To maintain scientific accuracy and ensure high quality of data, imperfections
in data obtained from retrospective studies must be managed in a systematic and
consistent manner. The general methods for such management have been previously
described.7-9
SYMPTOM SEVERITY
To study the prognostic importance of symptoms for a specific cancer type, the
presence of symptoms and their relationship to the primary cancer must be
clearly established. To manage possible discrepancies in the medical record, 2
conventions were consistently applied. If a symptom was recorded by at least 1
examiner, the symptom was regarded as present. If different periods of duration
were reported, the longer duration was recorded.
The details of symptom severity staging as used
in our study have been previously described.8 Briefly, the symptoms
of dysphagia, otalgia, neck lump, and weight loss were found to be independent
predictors of survival. Accordingly, a symptom severity staging system was developed
on the basis of the presence of these symptoms. Stage was defined as none if
none of the 4 symptoms was recorded, mild if 1 of the 4 symptoms was recorded,
moderate if 2 of the 4 symptoms were recorded, and severe if 3 or 4 of the 4
symptoms were recorded.
COMORBIDITY
The presence of concomitant disease unrelated to the disease under study is
termed comorbidity. Comorbidity
has been shown to clearly impact on survival and treatment selection in several
types of cancer.10-12 The
Kaplan-Feinstein index was used to classify comorbidity for this study.13 This scheme was used
to classify the patients' comorbidity as none, mild, moderate, or severe
(grades 0, 1, 2, or 3, respectively). When a patient's condition was described
in the medical record as too sick to tolerate standard antineoplastic therapy,
a grade of 3 was assigned regardless of other illnesses. Prognostic comorbidity
was defined as grade 3, signifying the presence of concomitant illness that
significantly reduces a patient's life expectancy.
CANCER STAGING
The staging criteria for all tumors were reviewed according to the AJCC cancer
staging manual.6 All information
obtained before the zero-time was used to assess accuracy of the recorded stage
as dictated by the AJCC rules.
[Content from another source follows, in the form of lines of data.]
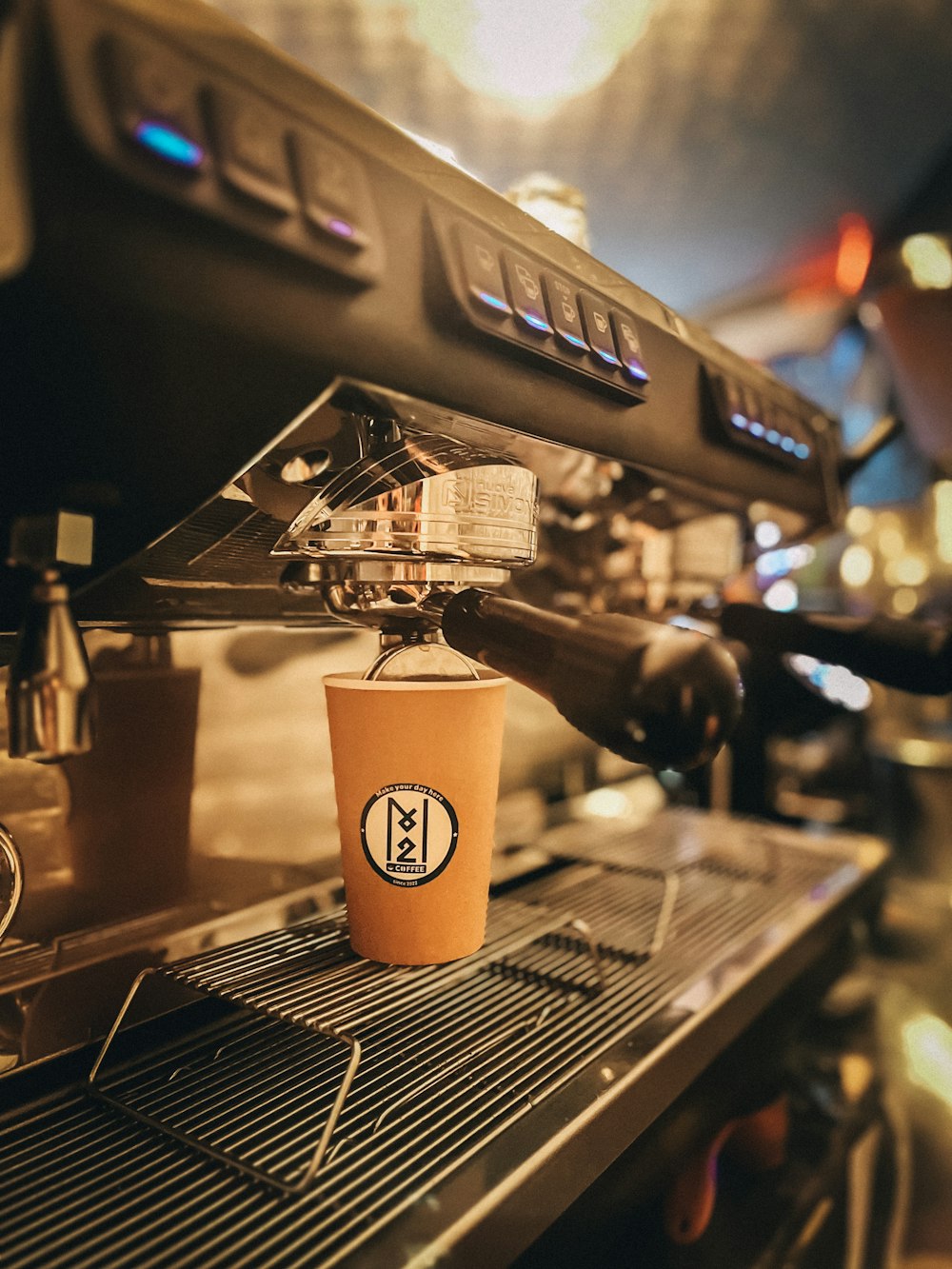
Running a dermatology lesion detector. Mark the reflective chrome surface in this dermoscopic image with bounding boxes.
[7,570,92,762]
[274,435,538,568]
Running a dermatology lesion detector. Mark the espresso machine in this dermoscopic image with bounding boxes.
[0,0,914,1265]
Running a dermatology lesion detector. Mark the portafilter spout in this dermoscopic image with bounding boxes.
[277,426,743,770]
[431,590,743,770]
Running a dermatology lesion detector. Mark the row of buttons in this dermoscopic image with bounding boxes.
[108,39,369,251]
[712,377,814,465]
[456,221,648,387]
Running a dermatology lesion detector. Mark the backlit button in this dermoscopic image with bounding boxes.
[542,271,589,353]
[456,221,513,313]
[294,132,367,248]
[579,290,622,367]
[503,248,552,335]
[610,308,650,384]
[212,92,297,212]
[109,39,206,171]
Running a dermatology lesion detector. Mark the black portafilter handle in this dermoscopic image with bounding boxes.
[442,590,743,770]
[721,605,952,697]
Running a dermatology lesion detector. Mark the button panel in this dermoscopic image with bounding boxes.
[456,222,513,316]
[209,90,297,214]
[542,269,589,353]
[444,208,648,401]
[708,374,816,468]
[111,42,207,171]
[503,248,555,335]
[102,34,384,282]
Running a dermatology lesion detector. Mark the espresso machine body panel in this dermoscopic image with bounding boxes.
[0,0,886,1265]
[0,0,841,634]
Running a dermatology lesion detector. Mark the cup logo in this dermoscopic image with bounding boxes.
[361,784,460,885]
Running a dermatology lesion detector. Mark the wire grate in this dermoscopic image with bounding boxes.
[0,823,878,1269]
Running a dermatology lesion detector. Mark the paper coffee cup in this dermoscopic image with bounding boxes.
[324,674,507,964]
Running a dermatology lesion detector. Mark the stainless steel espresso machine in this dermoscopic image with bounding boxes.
[0,0,903,1266]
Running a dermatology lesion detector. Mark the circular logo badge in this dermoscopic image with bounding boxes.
[361,784,460,885]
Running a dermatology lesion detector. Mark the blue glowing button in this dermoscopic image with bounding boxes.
[456,221,513,316]
[210,90,297,214]
[542,270,589,353]
[132,119,205,170]
[579,290,622,369]
[609,308,651,384]
[503,248,553,335]
[107,39,207,172]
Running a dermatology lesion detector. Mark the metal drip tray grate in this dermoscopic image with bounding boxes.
[0,816,883,1269]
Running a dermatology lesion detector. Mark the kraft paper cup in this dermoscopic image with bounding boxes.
[324,674,507,964]
[64,666,201,915]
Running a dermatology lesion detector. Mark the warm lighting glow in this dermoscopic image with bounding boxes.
[764,578,800,613]
[883,555,929,586]
[754,521,783,549]
[839,542,873,586]
[933,480,952,564]
[902,233,952,290]
[846,506,876,538]
[401,0,652,118]
[902,1014,952,1106]
[835,214,872,296]
[892,586,919,617]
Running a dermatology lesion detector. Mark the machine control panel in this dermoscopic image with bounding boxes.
[100,34,384,282]
[707,372,816,468]
[444,208,650,403]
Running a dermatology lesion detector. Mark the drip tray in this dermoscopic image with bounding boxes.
[0,812,884,1269]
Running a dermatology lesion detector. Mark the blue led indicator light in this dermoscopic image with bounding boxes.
[522,312,552,335]
[476,290,513,313]
[134,119,205,169]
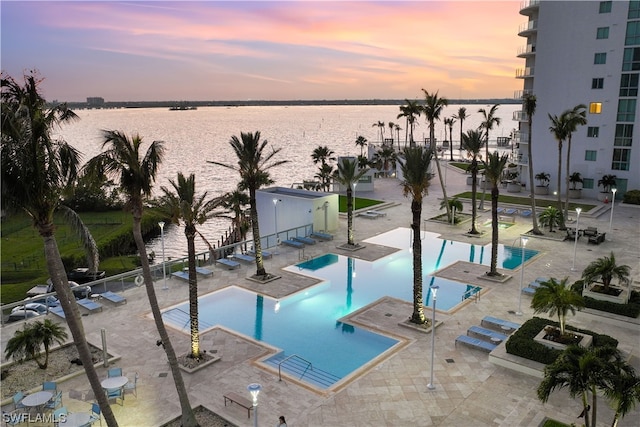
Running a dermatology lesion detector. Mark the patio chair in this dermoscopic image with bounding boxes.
[107,368,122,378]
[89,403,102,425]
[124,372,139,398]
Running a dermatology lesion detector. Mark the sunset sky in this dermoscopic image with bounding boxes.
[1,0,527,101]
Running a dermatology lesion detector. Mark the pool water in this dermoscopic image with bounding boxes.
[163,228,537,388]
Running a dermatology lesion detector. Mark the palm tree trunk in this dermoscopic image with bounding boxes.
[39,234,118,427]
[411,199,424,327]
[133,211,198,427]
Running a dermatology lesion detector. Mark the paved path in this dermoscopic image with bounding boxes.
[2,165,640,427]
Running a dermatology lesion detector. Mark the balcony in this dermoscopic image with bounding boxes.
[518,19,538,37]
[516,67,533,79]
[517,44,536,58]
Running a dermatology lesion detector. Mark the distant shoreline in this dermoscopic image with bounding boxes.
[60,98,522,109]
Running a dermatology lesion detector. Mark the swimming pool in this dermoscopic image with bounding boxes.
[163,229,535,388]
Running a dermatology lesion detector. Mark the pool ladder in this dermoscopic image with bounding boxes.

In the case of staging discrepancies between
written notes by different physicians where the medical record lacked
sufficient anatomic information to accurately restage the tumor, the stage
assigned by the most senior otolaryngologist or radiation oncologist was
recorded. Information regarding the presence of cervical adenopathy was lacking
in 4 members of the final cohort. It was known that they had stage III or IV
disease based on T stage alone; subsequently, they were included in the study.
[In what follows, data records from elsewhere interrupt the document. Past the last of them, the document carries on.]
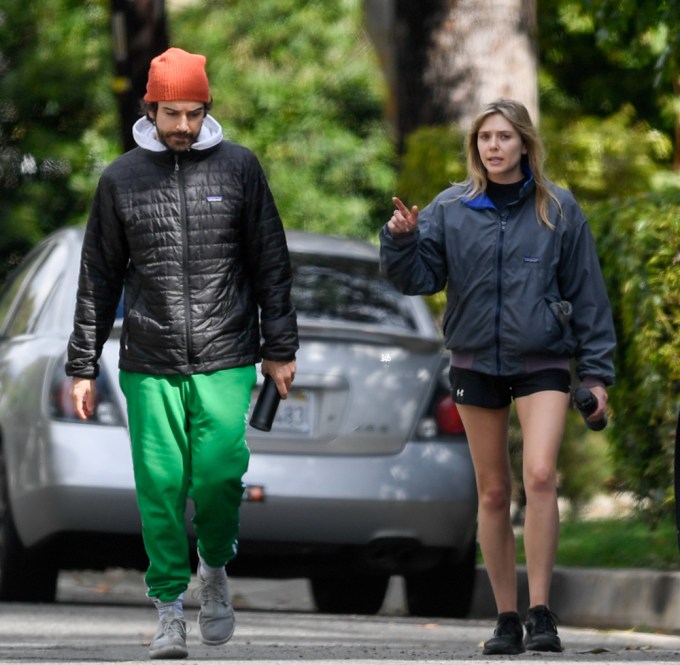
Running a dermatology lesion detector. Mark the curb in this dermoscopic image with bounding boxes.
[468,566,680,632]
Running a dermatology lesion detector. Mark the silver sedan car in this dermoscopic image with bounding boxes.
[0,228,477,617]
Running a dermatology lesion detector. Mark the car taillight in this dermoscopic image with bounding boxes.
[48,363,125,427]
[416,358,465,441]
[435,395,465,434]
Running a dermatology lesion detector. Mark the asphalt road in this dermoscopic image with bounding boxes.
[0,571,680,665]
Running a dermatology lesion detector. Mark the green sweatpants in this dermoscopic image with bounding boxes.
[120,365,256,602]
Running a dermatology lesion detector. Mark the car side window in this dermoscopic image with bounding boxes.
[0,245,67,337]
[291,255,418,332]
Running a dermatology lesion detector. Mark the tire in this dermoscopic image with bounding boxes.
[310,573,390,614]
[0,447,59,603]
[405,542,477,619]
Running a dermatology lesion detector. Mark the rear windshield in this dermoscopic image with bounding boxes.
[291,255,417,331]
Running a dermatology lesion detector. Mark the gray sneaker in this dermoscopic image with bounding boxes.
[149,609,189,659]
[198,567,236,646]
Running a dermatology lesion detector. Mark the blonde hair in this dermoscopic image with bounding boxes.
[465,97,561,229]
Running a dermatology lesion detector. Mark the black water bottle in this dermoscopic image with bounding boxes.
[250,374,281,432]
[574,388,607,432]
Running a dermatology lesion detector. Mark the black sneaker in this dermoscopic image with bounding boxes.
[524,605,562,651]
[482,612,524,656]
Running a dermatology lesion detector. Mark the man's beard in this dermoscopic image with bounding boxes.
[156,128,196,152]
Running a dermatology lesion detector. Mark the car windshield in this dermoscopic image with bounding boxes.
[291,254,417,331]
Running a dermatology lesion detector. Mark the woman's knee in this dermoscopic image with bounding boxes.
[479,485,511,512]
[524,465,557,496]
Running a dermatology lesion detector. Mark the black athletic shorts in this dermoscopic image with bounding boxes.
[449,367,571,409]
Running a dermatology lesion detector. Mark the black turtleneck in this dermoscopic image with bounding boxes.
[486,178,526,210]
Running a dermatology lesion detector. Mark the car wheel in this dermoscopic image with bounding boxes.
[405,543,477,619]
[0,447,59,603]
[310,573,390,614]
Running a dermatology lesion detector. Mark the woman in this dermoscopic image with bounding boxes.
[380,99,615,655]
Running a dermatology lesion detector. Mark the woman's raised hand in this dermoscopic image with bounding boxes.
[387,196,418,236]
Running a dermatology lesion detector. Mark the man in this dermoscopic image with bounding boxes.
[66,48,298,658]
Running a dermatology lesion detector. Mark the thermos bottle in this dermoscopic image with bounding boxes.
[250,374,281,432]
[574,388,607,432]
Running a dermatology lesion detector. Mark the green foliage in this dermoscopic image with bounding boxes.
[170,0,395,239]
[590,184,680,516]
[541,105,673,203]
[397,127,465,207]
[558,411,612,515]
[0,0,113,279]
[517,513,678,570]
[538,0,680,150]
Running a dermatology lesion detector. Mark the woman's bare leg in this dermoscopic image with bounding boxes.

These members were omitted from aspects of data analysis requiring exact node
status information.
PATHOLOGICAL EXAMINATION
The histologic grade of the primary tumor was recorded from the biopsy or
primary specimen for all patients, and grades were grouped into categories of
well, moderately, and poorly differentiated. If both biopsy specimen and
primary tumor were available, the biopsy specimen was used to define the
histologic grade. Specimens graded as moderately to well differentiated were
recorded as moderate, and those graded as moderately to poorly differentiated
were recorded as poor. Histopathologic grade was absent for 4 patients; these
members were omitted from data analyses requiring pathological information.
PRIMARY TREATMENT
Information regarding each patient's initial treatment included type of treatment
(radiotherapy, surgery, or combined treatment), type of surgical procedure,
timing of radiotherapy (preoperative or postoperative), and therapeutic
complications. Subsequent treatment was defined as treatment initiated
secondary to failure of primary therapy and was also recorded.
FOLLOW-UP AND OUTCOME
Each patient was monitored for persistence, recurrence, and development of new
primary cancer. Follow-up was considered complete when either a patient's death
was documented or a minimum of 5 years' survival was obtained. The primary
outcome measure presented in this study was 5-year survival.
DATA ANALYSIS
The primary objective of data analysis was to estimate any possible benefit on
5-year survival of combined therapy over either radiation or surgery alone. The
possible benefit was estimated by 3 separate multivariable statistical
techniques: multivariate logistic regression, propensity score stratification,14 and conjunctive
consolidation.12
The information from the data extraction forms
was entered into a Paradox database (Borland International, Scotts Valley,
Calif). The specially designed database screens were equipped with internal
validity checks that facilitated reliable and efficient data entry. Periodic
review for internal consistency and comparison with separate databases was
performed to ensure accuracy of data entry. Sorting, tabulation, and
statistical analyses were performed with the SAS system, release 6.12 (SAS
Institute Inc, Cary, NC).
Logistic Regression
The impact of covariates and initial treatment options on 5-year survival was
evaluated by multiple logistic regression (PROC LOGIST function). The logistic
regression modeled the dependent variable of 5-year survival from the
independent patient, tumor, and treatment variables. A regression model was fit
with the use of the following covariates: age group, sex, race, prognostic comorbidity,
symptom severity, pathological findings, tumor size, presence of adenopathy,
primary site, and initial treatment choice. Of the 532 patients, 7 were
eliminated from the regression model because of missing information as
described in the "Cancer Staging" and "Pathological
Examination" subsections. The multivariable regression had an area under
the receiver operating characteristic curve of 0.72. This means that the
regression model was fairly accurate in discriminating survivors from nonsurvivors
on the basis of covariate information. Adjusted risk ratios and corresponding
95% confidence intervals and P
values were obtained according to reference groups for each variable.
Propensity Score
The goal of propensity analysis is to reduce the effect of selection bias
between 2 treatment options as described by Rosenbaum and Rubin.15-17 Selection bias is
clearly problematic in observational studies when clinical covariates (age,
comorbidity, tumor stage, etc) impact on both treatment (radiation, surgery, or
combined therapy) and outcome (5-year survival). Propensity score
stratification seeks to replace the wide host of confounding covariates that
may be present in an observational study with a single variable function of
these covariates. The covariates are summarized into a single probability
function called the propensity score
that describes the likelihood of receiving treatment A (surgery plus radiation,
for example) vs treatment B (radiation alone). The propensity score can be
estimated through logistic regression of the covariates on treatment choice.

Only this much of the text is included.